Old Globe Mounts Sparkling Production Of ‘Much Ado About Nothing’
Shakespeare’s battling lovers get Noel Coward treatment
Thursday, August 16, 2018
Michael Hayden, actor playing Benedick
Sara Topham, actress playing Beatrice
Beth Accomando, KPBS arts reporter
William Shakespeare's "Much Ado About Nothing," now in performance at the Old Globe Theatre, gives us Benedick and Beatrice, a pair of witty, reluctant lovers who set the tone for screwball comedies and romantic comedies where the lovers just can't seem to realize they are perfect for each other.
Kathleen Marshall directs a sparkling production of "Much Ado About Nothing" set in the Italian Riviera of the 1930s and set to the music of Cole Porter and Irving Berlin. It is Shakespeare done as Noel Coward and it is delightful.
"’Much Ado’ is really such a perfect play in so many ways and it’s fun to sort of figure out a setting for it," Marshall said. "What I was drawn to, the men, the soldiers have just come back from a campaign, from a war and they are having a respite from the outside world at Leonardo’s house and they decide to stay a month and in my mind where would pretty, privileged people like to go on holiday and Shakespeare set it in Messina, which is in Sicily, but I chose the Italian Riviera in the early 1930s, so sort of Noel Coward, Cole Porter feeling of people at leisure.”
Marshall sees the play as something of the first rom-com: "Their relationship, these people who are combative and fall into a kind of romantic relationship, I think they are the ancestors of all of those classic battling couples whether it is Jane Austen in ‘Pride and Prejudice’ or Tracy and Hepburn or ‘When Harry Met Sally’ or ‘How I met Your Mother’ I think they are all descendants of Benedick and Beatrice.”
Shakespeare's plays are impressive for their malleability. A director can change the time period and the setting and tweak all sorts of things and not only do the plays still work, they resonate differently for each new generation that discovers them.
“What’s amazing is that for a play that was written some 400 years ago, how the human behavior is still very recognizable," Marshall stated. "What happens when you feel betrayed, what happens when you fall in love, what happens when you are tricked into believing something and so I think he so had his finger on the pulse of human behavior and I think that is still very recognizable how people behave in these situations.”

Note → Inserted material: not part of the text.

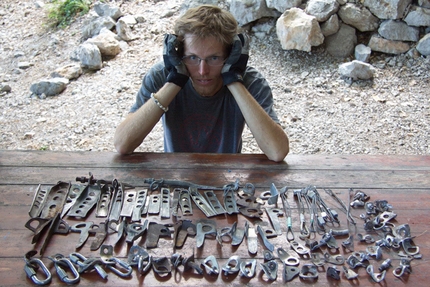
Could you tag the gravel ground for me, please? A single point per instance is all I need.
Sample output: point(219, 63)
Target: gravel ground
point(321, 112)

Michael Hayden and Sara Topham take on the roles of Benedick and Beatrice that Marshall described as being like polar opposite magnets that repel each other. She had confidence that these classically trained actors would excel in their roles.
“Beatrice and Benedick there’s a kind of music to their language and so first of all I knew that Sara and Michael would have facility with the language and they are both charming comic actors. It’s fun to see the sparks and you want to see the delight of them getting together at the end of the play. They balance each other very well. They are generous actors who know how to set the other one up and are very charming," Marshall said.
AT the core, she sees the play as being about various kinds of deception.
“Sometimes people are deceived for playful purposes and sometimes they are deceived for more malicious purposes," Marshall explained. "And it’s also about self-deception. I think it is about Beatrice and Benedick being able to release and give in to their feelings and their joy and their happiness."
In the case of "Much Ado About Nothing" deception can be very dark and that provides a stark contrast to all the vivacious romantic comedy.
“It is a kind of rollercoaster ride," Marshall noted. "It starts in sunshine and goes into cloudiness and returns to sunshine by the end. But it’s very dark, what happens how Claudio is tricked into believing Hero has betrayed him and he jilts her at the altar basically and they have this elaborate ploy to say that she has died to see if remorse can lead to reconciliation and it is a lot to navigate. What we have talked about with the company is to go on that wild rollercoaster ride and allow those kinds of big surprises and big emotional jolts to happen and not try to smooth them over but to go along for the ride.”
Much Ado About Nothing runs through Sept. 16 at the Old Globe's outdoor Lowell Davies Festival Stage.